Manohla Dargis to Indie Distributors: Be More Discriminating
In advance of Sundance, the unofficial birthplace of the annual independent film calendar, Manohla Dargis has something to ask of the attending distributors: “stop buying so many movies.” Or at least, stop offering so many theatrical deals. “It’s hard to see how American independent cinema can sustain itself if it continues to focus on consumption rather than curation,” she writes. “There are, bluntly, too many lackluster, forgettable and just plain bad movies pouring into theaters, distracting the entertainment media and, more important, overwhelming the audience.”
Her claim comes from a kind-hearted place. She ventures that the wonderfully singular Computer Chess could have gathered healthier box office receipts, “if it hadn’t been forced into the marketplace alongside 20 other independent releases that opened in New York the same week and were all vying for pretty much the same nonmainstream audience.” Further, “only four big-studio movies opened the week it did, and they crushed the box office.” (It goes without saying that the “nonmainstream audience” and its “big-studio” counterpart are not remotely comparable in size, but perhaps it’s worth noting that Hollywood often plots its release calendar a year in advance.)
It’s an interesting dilemma — or, more accurately, double standard. Just because we expect “that a percentage of the big-studio releases will be bilge,” should the same benchmark be set for independent cinema? The answer for Dargis, standards intact as ever, is a resounding no.
In polling industry personnel on the issue, Dargis received back-up from Janet Pierson on the downsides of a medium democratized. “The impulse to make a film has far outrun the impulse to go out and watch in a theater,” responded Pierson. “It’s upsetting to think that filmmaking has become a hobby for those who can afford it or that so few of these films are having any impact at all.”
Pieces of Dargis’s argument, however, are hampered by narrow-minded, retroactive asides. She expresses her dismay at those who “[dump] crummy movies that should go straight to on-demand into theaters just to get a review,” thereby bestowing VOD and its ilk with an air of subordination. She likens such movies to those “that once upon a VHS time would have been relegated to the bottom shelves of my local video stores, the kind that were straight-to-video.”

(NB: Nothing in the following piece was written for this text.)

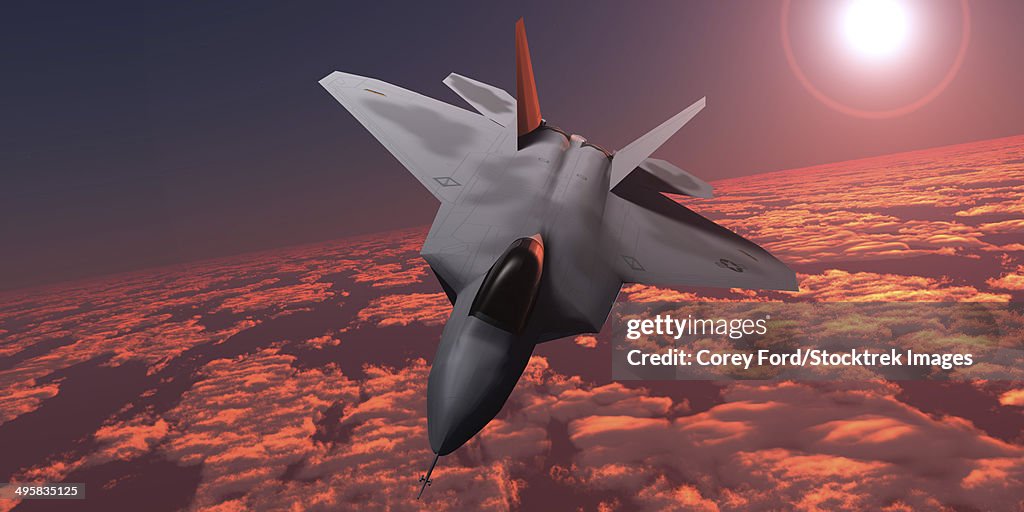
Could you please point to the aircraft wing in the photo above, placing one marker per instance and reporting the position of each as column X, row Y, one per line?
column 440, row 144
column 655, row 241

Accidentally or otherwise, Dargis is perpetuating the unjust stigma that accompanies the new distribution model for many independent films. It may not be romantic, but the fact is, VOD is profitable. For cinephiles like Dargis (and myself), disturbed by the death of the theater-going experience, this can be a cumbersome concept to wrap one’s head around. Why forgo the complete viewing experience for another night on the couch? But as she says herself, “When you talk about movies, you also need to talk about money.”